Definitely an opinion piece.

Let's just gloss over the "defund the police" comparison, those are just bait.

Grades-based selection for high school seems crazy to me, it perpetuates problems with stratifying K-12 based on the socio-economic status of the neighbourhood. Parents are going to chase the schools with the best standing. Those with the means would do anything to boost the kids grades, including extra-curriculars. Those who don't have the means langish.

We see that all the time in places like HK.

Evaluating teachers based on weak proxies such as student grades are disasters. Weapons of Math Destruction has a whole chapter on it, and she'd explain it far better than I can.

I'm not opposed to grade-wide testing, as a data point to assist with the curriculum. But this articles doesn't even try to piece together a coherent point...

The feckless GWB destroyed American education with the disaster that was NCLBA. Too much teaching to testing, and too many worthless teacher KPIs.

It makes me want to move to Finland or Singapore.

No you don't want to move to Singapore for that.
This is a pretty argument if you can even call it that. He's basically saying that anti-testing policy isn't popular. There's no substantive argument. It sounds like one of his kids missed admission to a preferred school and now he's whining in The Atlantic.

It's a sucky predicament to just ask schools to solve discrimination. And, more to his point, to ask white parents to potentially sacrifice their own kids' education for the good of the many. I think school admissions are the culmination of so many other societal errors. We wouldn't have such a fight over school admissions if our schools weren't so unequal. And our schools wouldn't be so unequal if our housing wasn't so unequal. Stopping testing-based admissions is like throwing a monkey wrench into an injustice machine.

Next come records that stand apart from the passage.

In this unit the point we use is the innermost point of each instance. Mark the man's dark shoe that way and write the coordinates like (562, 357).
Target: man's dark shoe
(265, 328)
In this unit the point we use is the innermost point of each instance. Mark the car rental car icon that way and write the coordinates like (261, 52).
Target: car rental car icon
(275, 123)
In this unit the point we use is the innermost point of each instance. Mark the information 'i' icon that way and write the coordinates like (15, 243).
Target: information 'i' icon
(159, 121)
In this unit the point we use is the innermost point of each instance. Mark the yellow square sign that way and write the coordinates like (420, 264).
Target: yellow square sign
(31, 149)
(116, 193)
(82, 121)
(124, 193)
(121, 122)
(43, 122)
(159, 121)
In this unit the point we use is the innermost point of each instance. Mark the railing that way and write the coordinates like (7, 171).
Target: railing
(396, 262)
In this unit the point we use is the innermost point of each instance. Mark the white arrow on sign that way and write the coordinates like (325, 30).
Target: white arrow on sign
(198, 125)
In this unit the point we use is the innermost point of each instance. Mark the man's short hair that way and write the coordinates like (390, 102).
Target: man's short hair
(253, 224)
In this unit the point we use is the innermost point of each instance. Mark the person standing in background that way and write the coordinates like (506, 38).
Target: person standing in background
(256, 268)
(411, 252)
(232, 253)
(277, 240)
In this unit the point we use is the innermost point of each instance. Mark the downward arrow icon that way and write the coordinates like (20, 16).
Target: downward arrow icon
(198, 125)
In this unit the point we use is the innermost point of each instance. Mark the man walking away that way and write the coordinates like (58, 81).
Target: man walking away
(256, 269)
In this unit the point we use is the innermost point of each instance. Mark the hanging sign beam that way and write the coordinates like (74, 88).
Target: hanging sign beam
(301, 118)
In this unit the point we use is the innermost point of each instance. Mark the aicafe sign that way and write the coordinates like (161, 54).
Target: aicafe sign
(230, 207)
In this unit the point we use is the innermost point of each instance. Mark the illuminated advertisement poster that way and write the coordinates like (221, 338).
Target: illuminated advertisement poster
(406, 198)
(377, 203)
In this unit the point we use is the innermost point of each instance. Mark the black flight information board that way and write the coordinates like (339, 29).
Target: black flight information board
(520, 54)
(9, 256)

In some places, gifted programs have become secret. It is no longer something a parent’s children can petition to enter.
Which "some places?"

Secret how?

Is this a conspiracy theory?

Anecdotal, but my child was just invited into a gifted STEM program in suburban Chicago public schools. She was advised not to tell other students about it, pretending her normal math/science periods were on-campus. I don’t think that will work long-term.

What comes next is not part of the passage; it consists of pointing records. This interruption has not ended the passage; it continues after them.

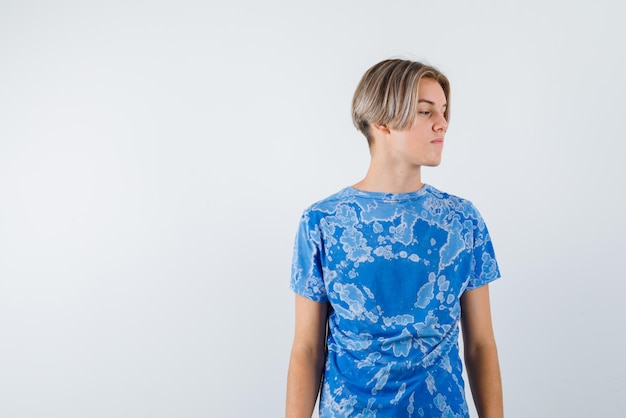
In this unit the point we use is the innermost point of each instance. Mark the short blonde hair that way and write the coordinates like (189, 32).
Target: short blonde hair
(387, 94)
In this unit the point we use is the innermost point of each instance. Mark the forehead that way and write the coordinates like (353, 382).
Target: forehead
(430, 91)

Our district has a bazillion expensive programs for kids on the “left side of the curve” but there is so little funding for gifted kids they are forced to keep it on the down-low. Apparently in the past parents have stormed the school board meetings demanding their kid be admitted, threaten to sue for “unequal treatment”, etc.

Similar experience here. I won't go into details, but the gifted programs have moved into covert operations at this point.